Pakistan has signed a memorandum of understanding with Binance to explore the tokenisation of up to $2 billion in sovereign assets, including government bonds, T-bills and commodity reserves. The move comes alongside initial regulatory clearances for Binance and HTX to begin the process of applying for local exchange licences, a sign that Islamabad wants to steer crypto-era money into formal, supervised channels.
Even as the spotlight stays on rule-making in Washington and Brussels, trading volumes and first-time users are increasingly turning toward emerging economies. Pakistan ranks third in the 2025 Chainalysis Global Crypto Adoption Index, reflecting the country’s dense retail participation and widespread use of peer-to-peer networks. That ranking makes tokenised bonds a practical channel in Pakistan: they meet investors on crypto rails while pulling activity into regulated instruments.
MEXC Research reports that 81 per cent of global privacy-coin trading originates in MENA, the CIS and Southeast Asia — regions that share structural pressures, including capital controls, currency volatility and limited access to global banking. However, these factors also lead to new wallet creation, P2P payments and cross-border settlement, according to the firm’s 2025 Global Privacy Asset Report.
Tokenised bonds differ from speculative crypto assets in one crucial respect: they are state-issued or state-approved claims that ride on blockchain networks. On the ground, tokenising sovereign paper facilitates fractional ownership, faster settlement, improved secondary-market liquidity and lower transaction costs by cutting out intermediaries and automating what happens after the trade. For a frontier issuer like Pakistan, which is managing heavy domestic and external debt, a narrow pool of foreign buyers and high yields demanded by global investors, those frictions are material.
Structurally, the ability to tap new investor cohorts matters as much as the plumbing. Emerging-market savers already using stablecoins or exchanges for cross-border payments can, in theory, hold tokenised T-bills in small denominations, with clearer audit trails and programmable couponing. If executed carefully, the state channels existing crypto demand into transparent, on-chain registries, rather than letting flows concentrate in opaque, offshore products. That logic helps explain why the government wants a technical adviser with global scale, even as licensing gates stay in place.
There are obvious caveats. Tokenisation does not erase sovereign risk; it changes distribution. Investor protection, disclosure standards and custody rules will matter more, not less, when retail participants can buy slices of public debt from a phone. Issuance design — onshore versus offshore, settlement currency, whitelisting of wallets, and the status of secondary-market venues — will determine whether tokenised paper broadens access without weakening safeguards.
Governance comes first.
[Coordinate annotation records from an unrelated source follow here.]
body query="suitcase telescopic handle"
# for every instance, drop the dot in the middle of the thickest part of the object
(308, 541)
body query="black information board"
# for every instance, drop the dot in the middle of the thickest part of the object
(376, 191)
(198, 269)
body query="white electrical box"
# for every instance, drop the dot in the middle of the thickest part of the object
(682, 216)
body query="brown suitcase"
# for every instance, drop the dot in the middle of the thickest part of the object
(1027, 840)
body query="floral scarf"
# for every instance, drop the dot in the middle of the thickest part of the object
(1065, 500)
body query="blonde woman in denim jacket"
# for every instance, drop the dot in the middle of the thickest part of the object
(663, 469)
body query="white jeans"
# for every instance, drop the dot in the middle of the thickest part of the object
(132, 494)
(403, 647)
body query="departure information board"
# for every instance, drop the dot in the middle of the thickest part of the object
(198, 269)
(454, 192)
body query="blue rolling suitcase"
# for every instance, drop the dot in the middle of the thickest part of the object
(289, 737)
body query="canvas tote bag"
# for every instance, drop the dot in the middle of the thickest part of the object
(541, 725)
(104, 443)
Islamabad’s MoU sets direction, but the work now shifts to detailed term sheets: choosing networks that meet data-protection and audit requirements; specifying how registrars, trustees and market-makers operate on-chain; and defining recourse if a tokenholder loses keys. The government will also have to decide how retail access is staged and what thresholds trigger enhanced due diligence.
If there isn’t real liquidity, none of this will feel useful in practice. Authorities and their advisers will need to seed depth through primary-dealer commitments, scheduled buybacks or incentives for market makers. That question intersects with the licensing path for exchanges courting Pakistani users; the more venues that can list and settle under common standards, the better the odds of real secondary-market activity.
Who actually buys these tokens will say a lot about how far this goes. If the aim is to expand beyond the usual EM debt funds, the product has to bridge the gap between institutional rigour and retail user experience. That means small denominations, clear coupon calendars, in-app risk disclosures and tax guidance that ordinary savers can understand. This is where private-sector platforms can demonstrate they can operate safer pipelines at scale. Platform data from MEXC points to South and Southeast Asia as early pockets of on-chain savings behaviour, suggesting that phone-first savers could be a natural first cohort for small-denomination tokenised T-bills.
None of this guarantees a smooth debut. Smart-contract risk, key management and venue outages can create new bottlenecks even as others are cleared. Pakistan’s plan stands out for trying to formalise activity that is already high on its adoption charts, while keeping licensing and supervision in view. If issuance design, liquidity support and protections land, tokenised bills could let everyday savers hold state paper on rails they already use.
For readers tracking the next steps, two near-term signals stand out. First, whether the initial tokenised issues are short-dated T-bills that test rails and settlement, or longer-dated bonds designed to court overseas buyers. Second, how quickly licensed venues can anchor secondary trading under consistent rules. Ultimately, the tokenisation MoU is a test of market plumbing: a bid to capture shifting regional liquidity by modernising state finance before the opportunity moves on, toward the south-and-east markets where adoption and capital are concentrating.